Lifeboats and tug help stricken cargo vessel

- The lifeboats help the cargo vessel which lost its steering.

RNLI volunteers from Kyle of Lochalsh and Mallaig were called out just after 7.30am on Sunday after a cargo vessel’s rudder broke in the Kylerhea narrows.

Kyle lifeboat Spirit of Fred Olsen launched at 7.44am, just eight minutes after the first alert, and sped towards the 1,200-tonne CEG Universe.

The 65m vessel was using its anchor to try to hold position in the very strong tidal currents through the narrows.

The lifeboat arrived on scene at 7.53am and put crew members aboard the stricken vessel to assess the situation, while awaiting the arrival of Mallaig’s larger Severn-class lifeboat.

Due to the eight knots of tide which runs through the channel, and the fact the cargo vessel’s rudder was jammed full to port, it was decided to wait for a tug to help with the tow.

While waiting for the arrival of the SD Kyle of Lochalsh from the BUTEC base in Kyle, the casualty vessel’s anchor brake failed and the vessel began to drift backwards.

Mallaig and Kyle lifeboats took the cargo vessel under tow and held it against the current until the tug arrived on scene at 10.15am.

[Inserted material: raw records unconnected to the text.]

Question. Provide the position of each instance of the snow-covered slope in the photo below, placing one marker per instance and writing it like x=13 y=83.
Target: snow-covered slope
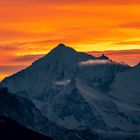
x=73 y=90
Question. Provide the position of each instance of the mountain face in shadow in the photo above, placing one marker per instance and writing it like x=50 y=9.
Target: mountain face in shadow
x=75 y=95
x=10 y=129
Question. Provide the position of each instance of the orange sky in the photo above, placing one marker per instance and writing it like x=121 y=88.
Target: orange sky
x=30 y=28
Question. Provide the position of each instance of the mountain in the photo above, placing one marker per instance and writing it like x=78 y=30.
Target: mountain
x=24 y=112
x=78 y=91
x=10 y=129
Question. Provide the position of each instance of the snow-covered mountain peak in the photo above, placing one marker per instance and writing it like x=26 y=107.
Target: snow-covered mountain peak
x=103 y=57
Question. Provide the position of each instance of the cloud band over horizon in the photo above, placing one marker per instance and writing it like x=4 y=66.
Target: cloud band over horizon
x=30 y=29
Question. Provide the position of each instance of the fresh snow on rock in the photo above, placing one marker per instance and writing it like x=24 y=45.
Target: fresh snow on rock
x=78 y=91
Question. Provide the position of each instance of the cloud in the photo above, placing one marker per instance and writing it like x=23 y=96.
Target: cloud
x=130 y=25
x=128 y=43
x=94 y=62
x=62 y=83
x=10 y=69
x=74 y=1
x=131 y=57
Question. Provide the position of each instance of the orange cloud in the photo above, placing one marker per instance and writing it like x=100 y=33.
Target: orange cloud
x=131 y=57
x=29 y=29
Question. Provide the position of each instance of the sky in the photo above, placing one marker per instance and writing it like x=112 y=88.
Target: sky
x=31 y=28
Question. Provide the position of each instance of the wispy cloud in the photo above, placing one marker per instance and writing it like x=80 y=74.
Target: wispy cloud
x=94 y=62
x=130 y=25
x=62 y=82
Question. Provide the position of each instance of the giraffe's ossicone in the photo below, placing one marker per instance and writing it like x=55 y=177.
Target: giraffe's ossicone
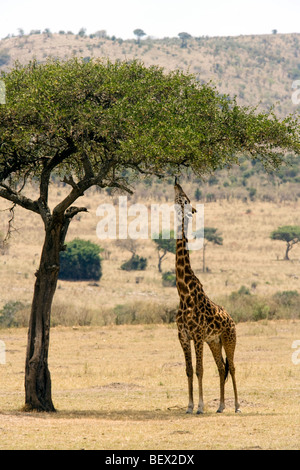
x=198 y=318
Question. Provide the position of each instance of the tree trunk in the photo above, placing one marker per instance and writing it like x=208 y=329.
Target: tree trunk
x=288 y=247
x=37 y=375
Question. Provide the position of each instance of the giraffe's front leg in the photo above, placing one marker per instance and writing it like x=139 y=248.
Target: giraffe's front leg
x=199 y=372
x=186 y=346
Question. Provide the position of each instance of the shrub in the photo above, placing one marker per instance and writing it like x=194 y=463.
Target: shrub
x=169 y=279
x=135 y=263
x=80 y=261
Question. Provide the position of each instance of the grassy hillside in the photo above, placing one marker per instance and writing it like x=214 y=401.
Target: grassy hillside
x=257 y=69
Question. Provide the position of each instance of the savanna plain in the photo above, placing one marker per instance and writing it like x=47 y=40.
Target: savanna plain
x=123 y=386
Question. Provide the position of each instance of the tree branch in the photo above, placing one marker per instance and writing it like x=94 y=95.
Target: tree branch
x=7 y=193
x=72 y=211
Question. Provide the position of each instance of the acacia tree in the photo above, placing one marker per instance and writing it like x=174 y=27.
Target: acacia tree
x=102 y=123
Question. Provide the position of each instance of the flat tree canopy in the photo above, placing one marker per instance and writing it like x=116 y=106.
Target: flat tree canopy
x=103 y=123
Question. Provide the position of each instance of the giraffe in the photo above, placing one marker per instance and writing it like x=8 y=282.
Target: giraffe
x=198 y=318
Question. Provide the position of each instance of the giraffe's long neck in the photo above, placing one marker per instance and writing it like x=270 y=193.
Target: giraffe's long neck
x=183 y=264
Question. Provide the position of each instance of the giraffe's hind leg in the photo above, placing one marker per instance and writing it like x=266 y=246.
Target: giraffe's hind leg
x=229 y=342
x=216 y=349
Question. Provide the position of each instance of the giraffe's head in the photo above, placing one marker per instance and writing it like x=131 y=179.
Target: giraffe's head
x=183 y=201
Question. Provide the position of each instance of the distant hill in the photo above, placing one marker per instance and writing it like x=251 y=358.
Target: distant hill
x=257 y=69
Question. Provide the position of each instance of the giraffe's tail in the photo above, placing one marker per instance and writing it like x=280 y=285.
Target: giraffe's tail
x=226 y=369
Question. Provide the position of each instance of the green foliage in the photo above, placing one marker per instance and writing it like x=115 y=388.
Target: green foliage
x=211 y=235
x=4 y=57
x=135 y=263
x=116 y=112
x=169 y=279
x=80 y=261
x=288 y=233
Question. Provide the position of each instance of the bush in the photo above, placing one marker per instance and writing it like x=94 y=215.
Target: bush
x=80 y=261
x=169 y=279
x=144 y=313
x=135 y=263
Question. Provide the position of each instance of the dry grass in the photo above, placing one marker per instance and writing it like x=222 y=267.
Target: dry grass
x=247 y=257
x=125 y=388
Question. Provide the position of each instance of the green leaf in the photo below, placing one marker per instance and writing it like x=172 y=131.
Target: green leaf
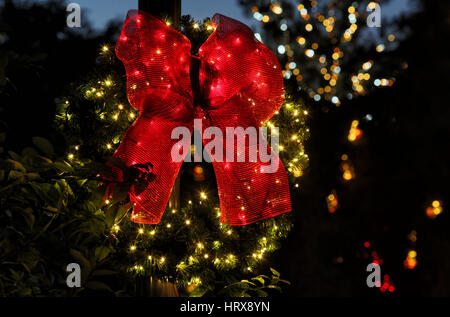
x=101 y=253
x=275 y=272
x=83 y=261
x=198 y=292
x=15 y=165
x=275 y=287
x=248 y=282
x=98 y=286
x=44 y=146
x=261 y=293
x=284 y=281
x=259 y=279
x=64 y=167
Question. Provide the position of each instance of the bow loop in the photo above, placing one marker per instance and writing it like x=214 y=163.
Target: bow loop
x=236 y=65
x=235 y=83
x=157 y=61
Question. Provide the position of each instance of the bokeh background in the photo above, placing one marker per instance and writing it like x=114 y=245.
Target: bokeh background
x=377 y=186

The SD Kyle of Lochalsh and the two lifeboats then manoeuvred the cargo vessel, which was on its way to Gairloch with a load of road salt, through the narrows and towed it into Kyle Harbour at 12.10pm.

The lifeboats were then stood down and Kyle lifeboat returned to station to be refuelled and made ready for service.

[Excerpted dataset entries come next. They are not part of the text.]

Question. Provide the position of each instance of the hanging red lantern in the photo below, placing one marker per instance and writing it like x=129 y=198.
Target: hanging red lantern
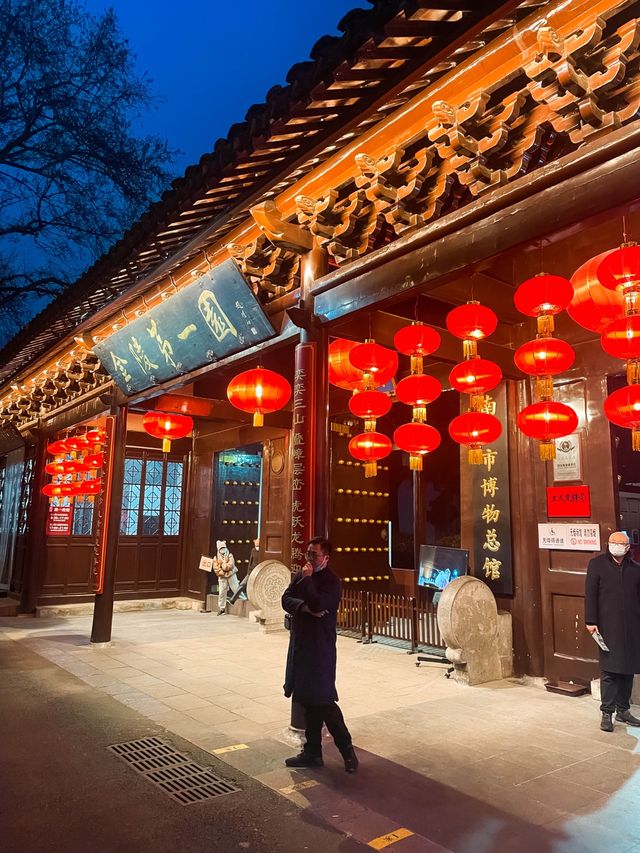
x=259 y=391
x=418 y=390
x=621 y=339
x=593 y=306
x=416 y=341
x=542 y=297
x=417 y=439
x=168 y=427
x=471 y=322
x=378 y=364
x=475 y=376
x=58 y=448
x=369 y=405
x=546 y=421
x=475 y=429
x=341 y=372
x=544 y=358
x=620 y=271
x=622 y=407
x=370 y=448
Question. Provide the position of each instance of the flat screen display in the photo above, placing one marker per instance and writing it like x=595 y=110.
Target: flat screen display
x=440 y=565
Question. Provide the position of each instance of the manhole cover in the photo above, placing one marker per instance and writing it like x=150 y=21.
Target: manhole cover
x=183 y=780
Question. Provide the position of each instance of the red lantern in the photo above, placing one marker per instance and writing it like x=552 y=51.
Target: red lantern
x=418 y=390
x=416 y=340
x=471 y=322
x=378 y=363
x=544 y=358
x=593 y=306
x=369 y=405
x=416 y=439
x=475 y=376
x=622 y=408
x=475 y=429
x=547 y=421
x=543 y=296
x=168 y=427
x=341 y=372
x=259 y=391
x=620 y=269
x=58 y=448
x=621 y=339
x=369 y=448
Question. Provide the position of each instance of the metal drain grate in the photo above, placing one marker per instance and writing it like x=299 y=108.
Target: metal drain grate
x=171 y=771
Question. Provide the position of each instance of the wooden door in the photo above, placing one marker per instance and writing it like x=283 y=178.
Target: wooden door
x=149 y=544
x=569 y=652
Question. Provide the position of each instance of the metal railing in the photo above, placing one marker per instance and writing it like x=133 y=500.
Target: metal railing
x=398 y=618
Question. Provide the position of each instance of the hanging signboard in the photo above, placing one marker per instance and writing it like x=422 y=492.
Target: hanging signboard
x=568 y=462
x=492 y=561
x=215 y=316
x=569 y=537
x=568 y=502
x=59 y=520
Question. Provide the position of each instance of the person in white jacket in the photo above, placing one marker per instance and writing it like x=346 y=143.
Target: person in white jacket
x=225 y=568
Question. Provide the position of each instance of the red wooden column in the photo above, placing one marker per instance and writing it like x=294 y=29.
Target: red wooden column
x=104 y=568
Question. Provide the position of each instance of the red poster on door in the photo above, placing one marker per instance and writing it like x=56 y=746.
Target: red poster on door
x=59 y=520
x=568 y=502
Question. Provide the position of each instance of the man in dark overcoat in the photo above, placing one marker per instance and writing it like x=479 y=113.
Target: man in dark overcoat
x=312 y=600
x=612 y=607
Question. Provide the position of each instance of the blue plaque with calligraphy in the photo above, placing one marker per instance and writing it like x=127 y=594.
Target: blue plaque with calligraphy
x=215 y=316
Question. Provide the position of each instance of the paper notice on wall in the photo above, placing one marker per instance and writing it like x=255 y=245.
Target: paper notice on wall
x=569 y=537
x=206 y=564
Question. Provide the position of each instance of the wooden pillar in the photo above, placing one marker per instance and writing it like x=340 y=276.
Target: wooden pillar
x=34 y=559
x=105 y=575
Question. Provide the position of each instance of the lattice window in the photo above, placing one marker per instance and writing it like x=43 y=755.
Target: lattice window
x=151 y=497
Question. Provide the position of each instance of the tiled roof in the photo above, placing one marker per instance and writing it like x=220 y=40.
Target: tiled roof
x=383 y=55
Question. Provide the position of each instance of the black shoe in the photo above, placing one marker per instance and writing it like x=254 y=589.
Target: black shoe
x=351 y=761
x=607 y=723
x=303 y=759
x=628 y=718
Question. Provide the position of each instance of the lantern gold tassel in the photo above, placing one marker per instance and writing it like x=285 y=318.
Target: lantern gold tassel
x=547 y=450
x=370 y=469
x=474 y=456
x=545 y=325
x=544 y=387
x=469 y=348
x=633 y=372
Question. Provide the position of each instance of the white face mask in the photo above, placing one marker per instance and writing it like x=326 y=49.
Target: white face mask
x=617 y=549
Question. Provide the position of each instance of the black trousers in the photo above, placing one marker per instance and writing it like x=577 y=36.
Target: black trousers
x=315 y=716
x=615 y=691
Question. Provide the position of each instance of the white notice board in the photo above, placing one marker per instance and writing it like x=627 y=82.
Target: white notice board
x=569 y=537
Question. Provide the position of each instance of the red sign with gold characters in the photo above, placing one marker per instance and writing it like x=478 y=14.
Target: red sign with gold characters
x=59 y=519
x=568 y=502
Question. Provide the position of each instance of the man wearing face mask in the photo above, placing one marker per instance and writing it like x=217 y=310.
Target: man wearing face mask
x=312 y=600
x=612 y=607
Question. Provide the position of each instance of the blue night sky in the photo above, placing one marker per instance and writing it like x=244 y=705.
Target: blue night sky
x=209 y=61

Kyle of Lochalsh RNLI spokesman Andrew MacDonald said the operation to rescue the vessel took place in good weather with a flat calm sea, otherwise it would have been even more difficult.

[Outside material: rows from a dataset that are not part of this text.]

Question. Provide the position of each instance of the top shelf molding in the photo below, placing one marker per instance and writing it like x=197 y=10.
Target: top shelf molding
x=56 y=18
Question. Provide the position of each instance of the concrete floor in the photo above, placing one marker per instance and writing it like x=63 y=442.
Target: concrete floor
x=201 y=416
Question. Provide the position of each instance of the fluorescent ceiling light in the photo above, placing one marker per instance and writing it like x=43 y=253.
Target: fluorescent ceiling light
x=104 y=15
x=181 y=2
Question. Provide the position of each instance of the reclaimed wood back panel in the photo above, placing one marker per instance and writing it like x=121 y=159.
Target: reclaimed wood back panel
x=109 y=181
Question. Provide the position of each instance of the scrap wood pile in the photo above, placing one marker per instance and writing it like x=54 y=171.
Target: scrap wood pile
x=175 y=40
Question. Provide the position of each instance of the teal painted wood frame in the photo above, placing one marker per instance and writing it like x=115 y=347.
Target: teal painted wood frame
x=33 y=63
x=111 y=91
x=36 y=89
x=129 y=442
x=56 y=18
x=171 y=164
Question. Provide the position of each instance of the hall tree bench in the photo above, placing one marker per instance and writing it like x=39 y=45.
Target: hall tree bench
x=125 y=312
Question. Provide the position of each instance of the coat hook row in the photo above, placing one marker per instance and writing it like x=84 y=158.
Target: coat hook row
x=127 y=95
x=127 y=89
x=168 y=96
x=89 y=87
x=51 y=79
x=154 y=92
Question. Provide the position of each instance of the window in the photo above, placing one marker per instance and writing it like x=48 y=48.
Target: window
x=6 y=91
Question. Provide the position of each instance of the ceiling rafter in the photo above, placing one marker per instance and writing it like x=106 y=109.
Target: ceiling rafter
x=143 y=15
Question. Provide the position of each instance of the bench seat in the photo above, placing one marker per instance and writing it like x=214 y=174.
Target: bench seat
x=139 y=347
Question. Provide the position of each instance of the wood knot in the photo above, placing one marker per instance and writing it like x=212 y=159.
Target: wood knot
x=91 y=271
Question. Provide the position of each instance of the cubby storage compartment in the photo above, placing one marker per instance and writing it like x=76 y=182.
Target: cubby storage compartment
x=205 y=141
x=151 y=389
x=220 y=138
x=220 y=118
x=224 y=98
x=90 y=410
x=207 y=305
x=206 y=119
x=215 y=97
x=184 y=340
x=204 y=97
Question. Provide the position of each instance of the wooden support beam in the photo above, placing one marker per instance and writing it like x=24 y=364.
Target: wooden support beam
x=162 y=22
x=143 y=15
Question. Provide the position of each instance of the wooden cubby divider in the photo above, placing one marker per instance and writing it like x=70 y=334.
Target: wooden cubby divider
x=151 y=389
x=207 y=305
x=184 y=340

‘Because of where the vessel was, with an eight-knot tide running, when the anchor brake failed it meant the two lifeboats were struggling to hold it in position in the channel,’ he told the Lochaber Times.

‘The Mallaig lifeboat is technicall­y powerful enough to tow a vessel that size but with the tide running across and the rudder jammed to port it made it very hard to control and that’s why we called out the tug.’